EL RINCÓN
La serenidad de los jefes de Estado
LA SERENIDAD de los jefes de Estado es proverbial: saben que sus equivocaciones las pagan siempre los gobernados. Eso les proporciona el equilibrio necesario para cumplir su alta misión sin que les tiemble el pulso, salvo en los casos de que les aqueje el Parkinson. Errores los comete todo el mundo -Luis Cernuda habló del mayor de ellos, «el error de estar vivo»- pero los errores de las personas normales, o sea, las que no influyen más que en su destino y en el de sus familiares más cercanos, tienen escasa trascendencia. Lo grave es cuando se equivocan los conductores de los pueblos, porque hacen descarrilar la Historia.
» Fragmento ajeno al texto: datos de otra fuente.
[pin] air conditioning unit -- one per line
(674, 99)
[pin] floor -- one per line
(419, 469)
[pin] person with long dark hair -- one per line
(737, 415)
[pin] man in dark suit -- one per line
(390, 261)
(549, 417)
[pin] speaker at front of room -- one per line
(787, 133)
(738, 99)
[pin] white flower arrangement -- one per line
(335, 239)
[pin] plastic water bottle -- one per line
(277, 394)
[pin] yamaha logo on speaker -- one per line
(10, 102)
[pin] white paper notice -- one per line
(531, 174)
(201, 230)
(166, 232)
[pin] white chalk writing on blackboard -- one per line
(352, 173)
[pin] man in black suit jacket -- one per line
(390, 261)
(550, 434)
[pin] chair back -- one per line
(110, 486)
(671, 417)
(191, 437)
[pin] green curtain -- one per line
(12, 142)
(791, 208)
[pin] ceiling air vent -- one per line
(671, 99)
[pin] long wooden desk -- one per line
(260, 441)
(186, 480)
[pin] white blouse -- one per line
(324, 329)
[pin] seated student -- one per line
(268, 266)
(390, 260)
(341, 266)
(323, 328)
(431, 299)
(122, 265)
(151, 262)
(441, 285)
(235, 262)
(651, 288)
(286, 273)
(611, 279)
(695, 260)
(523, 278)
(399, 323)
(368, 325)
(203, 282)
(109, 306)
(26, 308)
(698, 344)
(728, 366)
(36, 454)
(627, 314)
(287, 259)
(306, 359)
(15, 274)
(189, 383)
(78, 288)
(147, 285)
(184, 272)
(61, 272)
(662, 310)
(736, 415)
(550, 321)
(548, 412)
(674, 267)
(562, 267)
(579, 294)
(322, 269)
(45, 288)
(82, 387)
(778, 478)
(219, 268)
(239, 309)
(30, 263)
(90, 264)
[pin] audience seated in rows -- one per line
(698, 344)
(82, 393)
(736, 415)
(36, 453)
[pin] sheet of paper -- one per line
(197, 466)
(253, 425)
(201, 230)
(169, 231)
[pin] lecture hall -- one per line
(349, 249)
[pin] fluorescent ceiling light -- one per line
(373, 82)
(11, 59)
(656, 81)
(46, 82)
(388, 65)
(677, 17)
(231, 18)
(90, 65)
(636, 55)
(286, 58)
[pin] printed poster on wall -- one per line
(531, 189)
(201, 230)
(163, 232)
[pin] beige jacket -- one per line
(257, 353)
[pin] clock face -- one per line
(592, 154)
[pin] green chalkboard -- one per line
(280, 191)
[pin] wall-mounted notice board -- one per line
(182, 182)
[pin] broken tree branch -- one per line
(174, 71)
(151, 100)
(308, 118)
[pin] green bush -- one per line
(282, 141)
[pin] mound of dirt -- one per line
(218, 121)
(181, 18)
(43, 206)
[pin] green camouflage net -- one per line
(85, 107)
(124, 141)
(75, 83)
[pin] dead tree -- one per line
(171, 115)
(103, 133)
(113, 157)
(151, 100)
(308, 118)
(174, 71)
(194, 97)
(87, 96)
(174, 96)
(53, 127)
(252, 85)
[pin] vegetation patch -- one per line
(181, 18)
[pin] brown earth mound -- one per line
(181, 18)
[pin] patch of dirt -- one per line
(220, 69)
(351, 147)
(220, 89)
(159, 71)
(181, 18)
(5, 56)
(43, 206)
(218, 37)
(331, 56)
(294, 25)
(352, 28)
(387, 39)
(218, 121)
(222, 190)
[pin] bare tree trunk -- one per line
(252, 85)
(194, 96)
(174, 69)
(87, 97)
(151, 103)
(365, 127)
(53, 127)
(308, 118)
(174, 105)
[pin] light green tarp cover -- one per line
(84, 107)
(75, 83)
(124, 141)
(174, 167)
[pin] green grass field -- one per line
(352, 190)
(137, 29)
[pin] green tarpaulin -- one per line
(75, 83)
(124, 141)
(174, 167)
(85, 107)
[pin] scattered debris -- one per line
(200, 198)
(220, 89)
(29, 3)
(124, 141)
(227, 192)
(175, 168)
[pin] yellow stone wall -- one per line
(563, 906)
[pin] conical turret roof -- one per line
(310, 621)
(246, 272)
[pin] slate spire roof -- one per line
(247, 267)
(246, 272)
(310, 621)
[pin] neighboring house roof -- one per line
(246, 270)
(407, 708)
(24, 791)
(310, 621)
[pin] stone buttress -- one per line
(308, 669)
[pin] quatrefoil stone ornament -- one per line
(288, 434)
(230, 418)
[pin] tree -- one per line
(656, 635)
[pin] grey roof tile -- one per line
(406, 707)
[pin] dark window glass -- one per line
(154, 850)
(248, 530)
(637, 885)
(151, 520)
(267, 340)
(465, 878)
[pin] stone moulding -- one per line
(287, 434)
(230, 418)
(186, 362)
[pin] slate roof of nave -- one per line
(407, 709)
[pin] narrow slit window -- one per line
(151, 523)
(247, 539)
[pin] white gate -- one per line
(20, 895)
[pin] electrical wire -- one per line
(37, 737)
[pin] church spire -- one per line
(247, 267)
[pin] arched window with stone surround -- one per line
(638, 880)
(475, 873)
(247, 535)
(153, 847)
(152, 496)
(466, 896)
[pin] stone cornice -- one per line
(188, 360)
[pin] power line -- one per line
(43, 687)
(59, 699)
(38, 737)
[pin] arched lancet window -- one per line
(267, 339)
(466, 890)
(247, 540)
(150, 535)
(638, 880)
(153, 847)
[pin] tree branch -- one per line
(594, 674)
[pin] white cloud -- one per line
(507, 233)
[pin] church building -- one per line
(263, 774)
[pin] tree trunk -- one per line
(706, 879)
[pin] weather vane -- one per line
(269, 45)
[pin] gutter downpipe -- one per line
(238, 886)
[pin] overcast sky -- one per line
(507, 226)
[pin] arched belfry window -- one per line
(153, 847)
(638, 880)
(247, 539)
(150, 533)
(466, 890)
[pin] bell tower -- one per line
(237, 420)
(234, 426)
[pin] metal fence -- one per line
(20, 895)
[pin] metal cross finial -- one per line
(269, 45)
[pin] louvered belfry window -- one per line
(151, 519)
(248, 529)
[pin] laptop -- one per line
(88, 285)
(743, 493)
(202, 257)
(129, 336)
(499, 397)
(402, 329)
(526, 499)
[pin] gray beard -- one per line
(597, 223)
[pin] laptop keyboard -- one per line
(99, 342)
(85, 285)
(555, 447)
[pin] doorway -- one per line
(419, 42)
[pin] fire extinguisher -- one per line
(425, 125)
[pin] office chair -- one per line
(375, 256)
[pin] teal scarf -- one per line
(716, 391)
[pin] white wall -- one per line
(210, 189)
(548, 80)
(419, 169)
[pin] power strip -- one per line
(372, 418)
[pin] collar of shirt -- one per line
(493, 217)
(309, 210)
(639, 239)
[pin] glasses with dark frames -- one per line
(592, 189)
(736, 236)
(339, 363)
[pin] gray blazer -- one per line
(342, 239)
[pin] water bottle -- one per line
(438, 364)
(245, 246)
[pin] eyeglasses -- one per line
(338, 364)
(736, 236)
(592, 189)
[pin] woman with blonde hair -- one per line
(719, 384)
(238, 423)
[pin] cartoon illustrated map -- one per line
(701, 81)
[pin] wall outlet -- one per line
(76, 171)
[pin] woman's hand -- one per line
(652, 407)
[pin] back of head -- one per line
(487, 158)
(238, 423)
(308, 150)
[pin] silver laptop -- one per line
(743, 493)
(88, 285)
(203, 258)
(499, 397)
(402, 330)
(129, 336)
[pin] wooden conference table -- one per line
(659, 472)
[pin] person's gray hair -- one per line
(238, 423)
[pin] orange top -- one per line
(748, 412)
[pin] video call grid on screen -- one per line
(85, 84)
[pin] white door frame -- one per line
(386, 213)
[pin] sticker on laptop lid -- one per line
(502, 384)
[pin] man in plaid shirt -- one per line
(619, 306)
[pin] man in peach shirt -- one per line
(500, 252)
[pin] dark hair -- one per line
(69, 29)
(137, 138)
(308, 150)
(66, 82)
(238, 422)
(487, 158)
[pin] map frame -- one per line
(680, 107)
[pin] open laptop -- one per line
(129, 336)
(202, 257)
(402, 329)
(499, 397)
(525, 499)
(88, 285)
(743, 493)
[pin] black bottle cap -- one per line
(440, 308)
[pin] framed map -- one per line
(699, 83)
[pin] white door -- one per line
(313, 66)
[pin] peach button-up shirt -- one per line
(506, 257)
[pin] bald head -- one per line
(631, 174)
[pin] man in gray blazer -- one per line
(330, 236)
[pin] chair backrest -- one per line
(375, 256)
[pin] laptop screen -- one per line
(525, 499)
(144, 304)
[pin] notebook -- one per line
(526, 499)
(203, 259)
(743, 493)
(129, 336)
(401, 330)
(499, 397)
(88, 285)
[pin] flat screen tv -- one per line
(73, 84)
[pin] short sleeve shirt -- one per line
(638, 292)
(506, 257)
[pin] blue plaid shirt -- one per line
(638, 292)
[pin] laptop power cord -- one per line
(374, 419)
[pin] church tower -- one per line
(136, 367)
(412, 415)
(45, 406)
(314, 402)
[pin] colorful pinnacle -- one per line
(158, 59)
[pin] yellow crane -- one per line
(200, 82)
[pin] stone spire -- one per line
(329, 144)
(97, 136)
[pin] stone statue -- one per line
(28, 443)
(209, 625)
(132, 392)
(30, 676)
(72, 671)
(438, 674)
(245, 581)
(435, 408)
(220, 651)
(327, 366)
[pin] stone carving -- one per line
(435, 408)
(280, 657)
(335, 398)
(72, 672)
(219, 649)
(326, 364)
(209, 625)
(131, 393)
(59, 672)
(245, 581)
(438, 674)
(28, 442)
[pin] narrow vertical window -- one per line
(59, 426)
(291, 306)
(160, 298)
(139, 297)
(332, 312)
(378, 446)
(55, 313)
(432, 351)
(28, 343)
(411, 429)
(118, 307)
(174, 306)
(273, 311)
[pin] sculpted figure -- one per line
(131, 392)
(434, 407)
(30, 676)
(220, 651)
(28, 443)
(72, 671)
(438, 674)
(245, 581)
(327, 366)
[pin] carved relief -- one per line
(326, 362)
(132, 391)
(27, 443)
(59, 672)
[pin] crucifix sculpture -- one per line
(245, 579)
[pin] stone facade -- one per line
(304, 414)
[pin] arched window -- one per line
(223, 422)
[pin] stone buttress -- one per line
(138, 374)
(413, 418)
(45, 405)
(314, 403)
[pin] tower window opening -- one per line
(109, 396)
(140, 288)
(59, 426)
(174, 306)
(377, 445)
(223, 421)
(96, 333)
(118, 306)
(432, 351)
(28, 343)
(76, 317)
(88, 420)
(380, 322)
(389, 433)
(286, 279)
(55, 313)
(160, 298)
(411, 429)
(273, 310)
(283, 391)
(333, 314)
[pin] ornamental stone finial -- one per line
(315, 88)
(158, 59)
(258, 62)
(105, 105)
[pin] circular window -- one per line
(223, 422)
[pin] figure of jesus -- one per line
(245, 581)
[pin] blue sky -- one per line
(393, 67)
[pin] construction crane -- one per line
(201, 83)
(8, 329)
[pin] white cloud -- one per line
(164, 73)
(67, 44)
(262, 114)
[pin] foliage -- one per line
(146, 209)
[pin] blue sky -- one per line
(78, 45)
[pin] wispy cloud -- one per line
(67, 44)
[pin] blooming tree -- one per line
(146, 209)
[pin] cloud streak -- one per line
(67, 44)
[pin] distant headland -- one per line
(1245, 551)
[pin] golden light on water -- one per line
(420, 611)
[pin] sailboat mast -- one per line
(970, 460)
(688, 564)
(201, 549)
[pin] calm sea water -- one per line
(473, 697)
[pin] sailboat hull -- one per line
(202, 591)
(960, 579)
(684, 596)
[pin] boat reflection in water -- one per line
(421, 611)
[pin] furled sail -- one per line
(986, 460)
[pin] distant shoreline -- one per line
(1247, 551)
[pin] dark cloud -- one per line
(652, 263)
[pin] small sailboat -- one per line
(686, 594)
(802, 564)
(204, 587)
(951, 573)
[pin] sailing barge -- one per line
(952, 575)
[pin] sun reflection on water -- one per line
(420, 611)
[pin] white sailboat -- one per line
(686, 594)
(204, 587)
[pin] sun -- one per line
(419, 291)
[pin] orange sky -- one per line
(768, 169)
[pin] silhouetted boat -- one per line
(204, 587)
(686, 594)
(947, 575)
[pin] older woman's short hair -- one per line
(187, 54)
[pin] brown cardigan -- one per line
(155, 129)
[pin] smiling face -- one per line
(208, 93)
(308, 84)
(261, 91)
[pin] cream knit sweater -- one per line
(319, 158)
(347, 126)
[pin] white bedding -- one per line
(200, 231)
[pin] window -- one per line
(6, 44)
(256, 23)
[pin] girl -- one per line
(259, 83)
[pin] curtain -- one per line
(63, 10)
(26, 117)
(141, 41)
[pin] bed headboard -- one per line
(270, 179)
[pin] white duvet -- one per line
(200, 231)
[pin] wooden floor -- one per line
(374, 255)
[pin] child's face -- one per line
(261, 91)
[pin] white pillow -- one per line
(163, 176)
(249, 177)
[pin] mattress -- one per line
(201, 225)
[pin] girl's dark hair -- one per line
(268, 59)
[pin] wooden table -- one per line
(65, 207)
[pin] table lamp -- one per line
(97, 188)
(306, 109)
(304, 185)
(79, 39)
Aznar ha reconocido errores, así en plural, en la postguerra de Irak. No en la guerra, sin la cual no se hubieran producido éstos. En su autorizada opinión la guerra fue magnífica y lo que deja mucho que desear es la victoria. Su peculiar ministra de Exteriores, Ana Palacio, ha ido más lejos al asegurar que la vida hoy en Bagdad «es peor que con Sadam Husein». Hay que preguntarse para qué han servido tantos y tantos muertos, aparte de para abono. Es justo reconocer que tiene mucho mérito confesar los errores, pero sería más meritorio no cometerlos. De humanos es equivocarse, pero es inhumano que las equivocaciones cuesten vidas. Ahora resulta que en Irak están peor que antes de ser invadidos, con la excusa petrolera de que tenían arsenales de armas de destrucción masiva. No se ha encontrado ni un modesto polvorín de esos que tienen un letrero en la puerta diciendo «Se prohíbe fumar». La guerra ha sido inútil y la postguerra está siendo interminable. Los moralistas, que en general son un poco pelmazos, nos advierten de que la vergüenza de confesar el primer error hace cometer muchos más. ¿Qué importa que ahora digan que han metido la pata después de habérsela hecho estirar a tanta gente? La única solución es que le den una medalla a Sadam, como ha hecho Esperanza Aguirre con Gallardón, y olvidar todas las desavenencias.